Simplifying MBA Expression Using E-Graphs
Seoksu Lee, Hyeongchang Jeon, Eun-Sun Cho
TL;DR
MBA obfuscation blends Boolean and arithmetic forms and is a major challenge in malware reverse engineering. The authors propose an e-graph based approach, implemented with the Rust egg library, to represent multiple semantically equivalent MBA expressions in e-classes and apply rewrite rules to obtain simpler forms. They formalize MBA expressions as linear $\\sum_{i \\in I} a_i e_i$ and polynomial $\\sum_{i \\in I} a_i (\\prod_{j \\in J} e_{i,j})$, and build a rule-based rewriting pipeline with preprocessing to distinguish subtraction from negation. Experiments show sub-second simplification times and competitive success rates across multiple datasets, with faster performance than prior tools like SSPAM and GAMBA, indicating the approach is scalable and practical for deobfuscation workflows.
Abstract
Code obfuscation involves the addition of meaningless code or the complication of existing code in order to make a program difficult to reverse engineer. In recent years, MBA (Mixed Boolean Arithmetic) obfuscation has been applied to virus and malware code to impede expert analysis. Among the various obfuscation techniques, Mixed Boolean Arithmetic (MBA) obfuscation is considered the most challenging to decipher using existing code deobfuscation techniques.
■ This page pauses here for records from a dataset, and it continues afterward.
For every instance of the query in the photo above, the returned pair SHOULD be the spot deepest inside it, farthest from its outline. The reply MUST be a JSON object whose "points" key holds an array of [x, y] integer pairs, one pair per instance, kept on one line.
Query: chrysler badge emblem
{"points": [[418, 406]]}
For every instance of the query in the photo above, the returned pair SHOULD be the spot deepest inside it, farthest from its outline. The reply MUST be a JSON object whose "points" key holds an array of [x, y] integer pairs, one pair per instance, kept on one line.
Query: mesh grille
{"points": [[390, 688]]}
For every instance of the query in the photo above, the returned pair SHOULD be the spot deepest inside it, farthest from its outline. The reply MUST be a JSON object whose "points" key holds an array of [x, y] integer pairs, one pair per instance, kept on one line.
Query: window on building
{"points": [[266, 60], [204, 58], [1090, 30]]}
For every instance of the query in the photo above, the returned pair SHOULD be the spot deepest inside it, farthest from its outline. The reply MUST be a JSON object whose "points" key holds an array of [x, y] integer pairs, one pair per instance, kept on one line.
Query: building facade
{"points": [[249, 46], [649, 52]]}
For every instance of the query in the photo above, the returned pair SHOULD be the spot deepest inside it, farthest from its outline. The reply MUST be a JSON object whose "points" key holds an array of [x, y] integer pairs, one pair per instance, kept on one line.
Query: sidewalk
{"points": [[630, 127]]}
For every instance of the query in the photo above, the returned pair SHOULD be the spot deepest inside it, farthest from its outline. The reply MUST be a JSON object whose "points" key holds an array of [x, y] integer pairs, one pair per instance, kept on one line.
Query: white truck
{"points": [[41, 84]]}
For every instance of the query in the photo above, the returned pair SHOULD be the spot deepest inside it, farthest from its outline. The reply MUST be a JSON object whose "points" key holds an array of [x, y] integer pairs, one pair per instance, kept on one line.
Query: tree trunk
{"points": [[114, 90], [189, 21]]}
In this paper, we have attempted to simplify the MBA expression. We use an e-graph data structure to efficiently hold multiple expressions of the same semantics to systematically rewrite terms and find simpler expressions. The preliminary experimental result shows that our e-graph based MBA deobfuscation approach works faster with reasonable performance than other approaches do.